Let’s write out all the information we have now,
$n = 30 \ \ \ \ \ \ x_{1} + x_{2} ... + x_{20} = 1\ 200 \ \ \ \ x_{21} + x_{22} ... + x_{30} = 550$ $x_{1}^{2} + x_{2}^{2} ... + x_{20}^{2} = 72\ 320\ \ \ \ x_{21}^{2} + x_{22}^{2} ... + x_{30}^{2} = 40\ 500$ Using the information above we can find the new values of $\Sigma x$ and $\Sigma x^{2}$ ,
$\Sigma x = \left(x_{1} + x_{2} ... + x_{20}\right) + \left(x_{21} + x_{22} ... + x_{30}\right)$ $\Sigma x = 1\ 200 + 550$ $\Sigma x = 1\ 750$
$\Sigma x^{2} = \left(x_{1}^{2} + x_{2}^{2} ... + x_{20}^{2}\right) + \left(x_{21}^{2} + x_{22}^{2} ... + x_{30}^{2}\right)$ $\Sigma x^{2} = 72\ 320 + 40\ 500$ $\Sigma x^{2} = 112\ 820$ Now let’s find the new values of mean and standard deviation. Let’s start with the mean,
$\overline{x} = \frac{\Sigma x}{n}$ Substitute into the formula,
$\overline{x} = \frac{1\ 750}{30}$ $\overline{x} = \frac{175}{3}$ $\overline{x} = 58.3$ Now let’s find the standard deviation,
$\sigma = \sqrt{\frac{\Sigma x^{2}}{n} - \overline{x}^{2}}$ Substitute into the formula,
$\sigma = \sqrt{\frac{112\ 820}{30} - \left(\frac{175}{3}\right)^{2}}$ $\sigma = 18.9179515$ $\sigma = 18.9$ Therefore, the final answer is,
$\overline{x} = 58.3 \ \ \ \ \sigma = 18.9$ 3. The distances, $x$ metres, travelled to school by $140$ children were recorded. The results are summarised in the table below. (9709/52/O/N/21 number 7)

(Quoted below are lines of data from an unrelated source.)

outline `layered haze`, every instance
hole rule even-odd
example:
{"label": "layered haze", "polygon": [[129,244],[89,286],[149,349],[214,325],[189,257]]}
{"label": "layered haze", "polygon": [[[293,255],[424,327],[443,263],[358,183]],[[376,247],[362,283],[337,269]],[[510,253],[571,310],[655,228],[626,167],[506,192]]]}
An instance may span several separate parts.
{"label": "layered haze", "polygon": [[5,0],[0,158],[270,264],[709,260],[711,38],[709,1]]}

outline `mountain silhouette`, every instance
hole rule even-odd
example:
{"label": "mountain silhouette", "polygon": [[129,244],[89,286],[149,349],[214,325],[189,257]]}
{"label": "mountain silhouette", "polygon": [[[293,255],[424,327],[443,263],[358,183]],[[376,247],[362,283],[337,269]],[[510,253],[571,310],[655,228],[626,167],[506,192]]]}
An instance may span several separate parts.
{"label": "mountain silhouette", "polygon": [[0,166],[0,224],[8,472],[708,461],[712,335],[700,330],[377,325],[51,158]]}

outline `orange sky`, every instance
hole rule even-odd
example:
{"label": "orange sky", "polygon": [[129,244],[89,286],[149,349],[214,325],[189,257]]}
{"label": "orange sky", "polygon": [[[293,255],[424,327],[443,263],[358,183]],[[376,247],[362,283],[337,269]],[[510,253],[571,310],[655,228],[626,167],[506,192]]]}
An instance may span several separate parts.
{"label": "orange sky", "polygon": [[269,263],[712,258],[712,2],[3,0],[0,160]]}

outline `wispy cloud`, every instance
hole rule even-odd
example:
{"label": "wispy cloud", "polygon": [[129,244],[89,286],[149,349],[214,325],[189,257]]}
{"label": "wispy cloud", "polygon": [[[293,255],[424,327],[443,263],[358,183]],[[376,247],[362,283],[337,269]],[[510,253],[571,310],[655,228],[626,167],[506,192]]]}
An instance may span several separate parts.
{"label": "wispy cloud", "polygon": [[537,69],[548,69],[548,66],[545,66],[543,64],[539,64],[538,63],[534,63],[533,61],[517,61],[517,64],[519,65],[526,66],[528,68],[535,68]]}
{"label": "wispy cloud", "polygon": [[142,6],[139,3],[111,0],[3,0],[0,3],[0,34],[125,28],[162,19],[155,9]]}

Mid Interval	100	250	400	700	1 050	1 400
Frequency	16	30	42	34	12	6

Calculate estimates of the mean and standard deviation of the distances.

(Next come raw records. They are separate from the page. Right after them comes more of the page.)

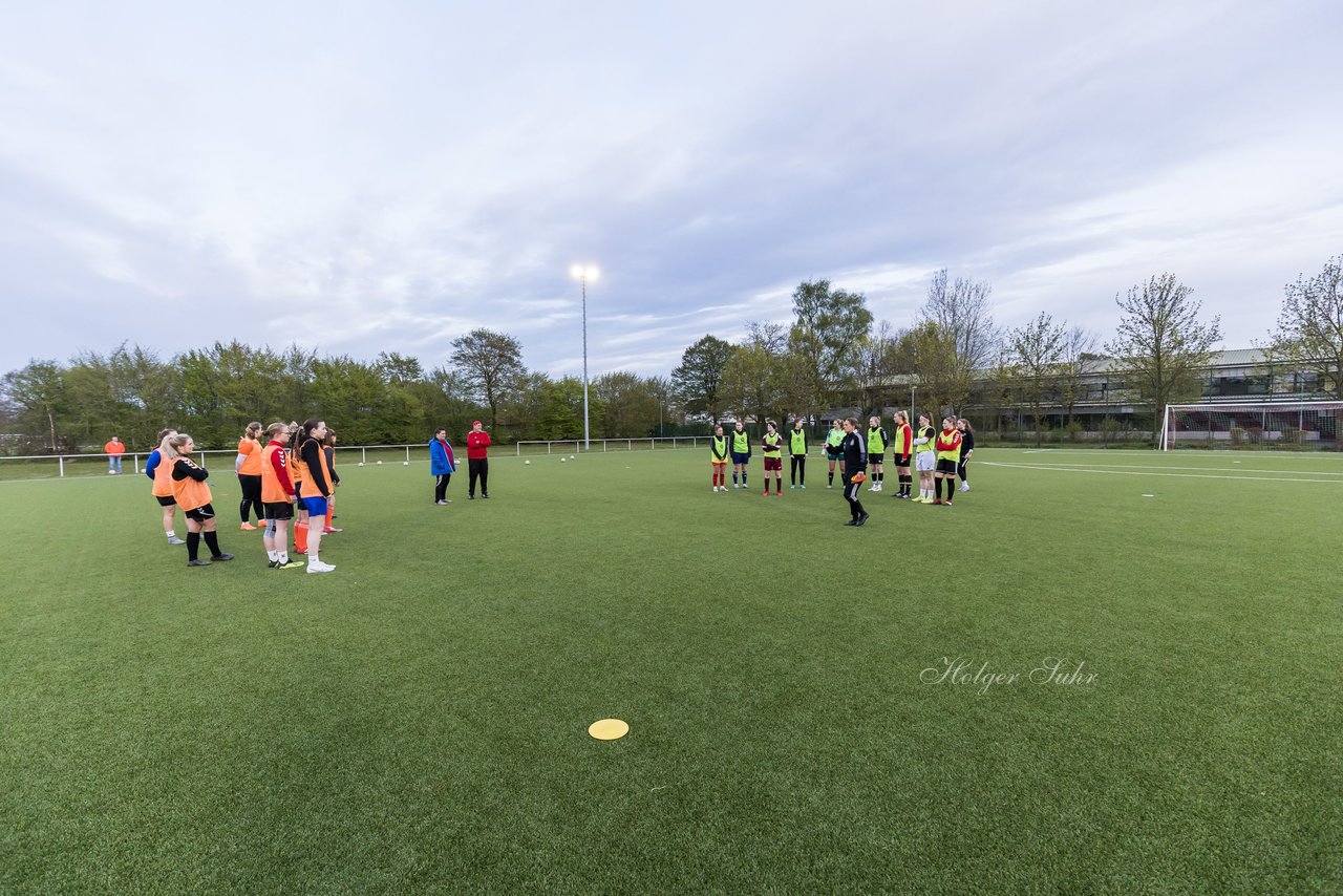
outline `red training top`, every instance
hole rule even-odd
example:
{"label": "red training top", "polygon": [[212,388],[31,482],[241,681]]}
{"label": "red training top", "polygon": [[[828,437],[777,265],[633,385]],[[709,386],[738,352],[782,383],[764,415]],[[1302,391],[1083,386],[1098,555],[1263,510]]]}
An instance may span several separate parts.
{"label": "red training top", "polygon": [[486,433],[485,430],[481,430],[479,433],[471,430],[470,433],[466,434],[466,459],[483,461],[486,457],[489,457],[489,453],[485,450],[489,446],[490,446],[489,433]]}

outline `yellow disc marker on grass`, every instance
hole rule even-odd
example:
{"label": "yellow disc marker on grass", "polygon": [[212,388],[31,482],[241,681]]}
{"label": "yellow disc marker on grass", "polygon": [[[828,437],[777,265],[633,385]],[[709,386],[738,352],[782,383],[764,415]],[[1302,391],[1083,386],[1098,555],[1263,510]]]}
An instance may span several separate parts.
{"label": "yellow disc marker on grass", "polygon": [[618,740],[630,733],[630,724],[619,719],[602,719],[588,725],[588,733],[598,740]]}

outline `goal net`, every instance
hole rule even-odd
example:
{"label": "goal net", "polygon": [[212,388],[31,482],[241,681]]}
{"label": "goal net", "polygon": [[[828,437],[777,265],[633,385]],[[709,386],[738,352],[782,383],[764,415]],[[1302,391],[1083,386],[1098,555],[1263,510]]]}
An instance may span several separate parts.
{"label": "goal net", "polygon": [[1167,404],[1162,450],[1339,450],[1343,402]]}

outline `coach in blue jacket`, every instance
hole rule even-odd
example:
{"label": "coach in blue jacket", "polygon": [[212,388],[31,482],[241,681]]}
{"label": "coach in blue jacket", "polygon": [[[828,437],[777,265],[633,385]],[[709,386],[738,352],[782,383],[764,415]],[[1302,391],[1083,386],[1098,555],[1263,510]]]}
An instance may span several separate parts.
{"label": "coach in blue jacket", "polygon": [[434,504],[451,504],[447,500],[447,484],[457,472],[457,458],[453,446],[447,443],[447,430],[438,430],[428,443],[428,472],[434,477]]}

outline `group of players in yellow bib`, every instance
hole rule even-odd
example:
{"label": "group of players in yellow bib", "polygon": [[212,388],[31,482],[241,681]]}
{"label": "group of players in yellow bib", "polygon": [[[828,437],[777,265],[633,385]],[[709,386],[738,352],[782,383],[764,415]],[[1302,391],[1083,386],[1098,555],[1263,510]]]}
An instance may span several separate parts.
{"label": "group of players in yellow bib", "polygon": [[[915,504],[937,504],[951,506],[951,500],[956,492],[956,478],[960,478],[960,490],[970,490],[967,465],[970,455],[975,451],[974,429],[964,418],[945,416],[941,420],[941,431],[932,426],[932,418],[927,414],[919,415],[919,427],[909,424],[909,414],[896,411],[894,439],[881,424],[880,416],[868,418],[866,435],[858,429],[854,418],[834,420],[826,434],[825,453],[829,462],[826,488],[834,488],[835,467],[839,467],[839,482],[843,488],[845,500],[849,501],[849,523],[845,525],[862,525],[868,521],[868,512],[858,501],[858,490],[864,482],[870,482],[872,492],[881,492],[885,488],[885,458],[886,447],[892,450],[892,461],[898,477],[898,489],[892,496],[908,500]],[[732,488],[749,488],[747,477],[749,474],[752,455],[751,435],[745,431],[741,420],[731,434],[724,434],[723,427],[713,430],[709,439],[709,459],[713,469],[713,490],[728,490],[728,463],[732,463]],[[798,418],[787,435],[779,431],[774,420],[766,420],[766,433],[760,439],[760,450],[764,455],[764,492],[761,494],[783,494],[783,453],[787,449],[790,461],[788,488],[807,488],[807,433],[806,420]],[[912,472],[911,472],[912,470]],[[775,489],[770,490],[770,474],[774,474]],[[913,473],[919,474],[919,497],[913,496]],[[944,485],[945,484],[945,485]],[[943,488],[947,497],[943,498]]]}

To find the mean, we use the formula for grouped mean,
$\overline{x} = \frac{\Sigma xf}{\Sigma f}$ Let’s substitute into the formula,

$\overline{x} = \frac{100(16) + 250(30) + 400(42) + 700(34) + 1\ 050(12) + 1\ 400(6)}{140}$

$\overline{x} = \frac{70\ 700}{140}$ $\overline{x} = 505$ Now let’s find the standard deviation, considering that our data is grouped,
$\sigma = \sqrt{\frac{\Sigma x^{2}f}{\Sigma f} - \overline{x}^{2}}$
Let’s first find $\Sigma x^{2}f$ , $\Sigma x^{2}f = 100^{2}(16) + 250^{2}(30) + 400^{2}(42) + 700^{2}(34) + 1\ 050^{2}(12) + 1\ 400^{2}(6)$ $\Sigma x^{2}f = 50\ 405\ 000$ Substitute into the formula for grouped standard deviation,
$\sigma = \sqrt{\frac{\Sigma x^{2}f}{\Sigma f} - \overline{x}^{2}}$ $\sigma = \sqrt{\frac{50\ 405\ 000}{140} - (505)^{2}}$ $\sigma = 324$ Therefore, the final answer is,
$\overline{x} = 505 \ \ \ \ \sigma = 324$ Note: If you use the statistical mode, on your calculator, you have to show the values of $\Sigma xf$ , $\Sigma f$ , $\Sigma x^{2}f$ and $\overline{x}$ , before you show the final answers for mean and standard deviation.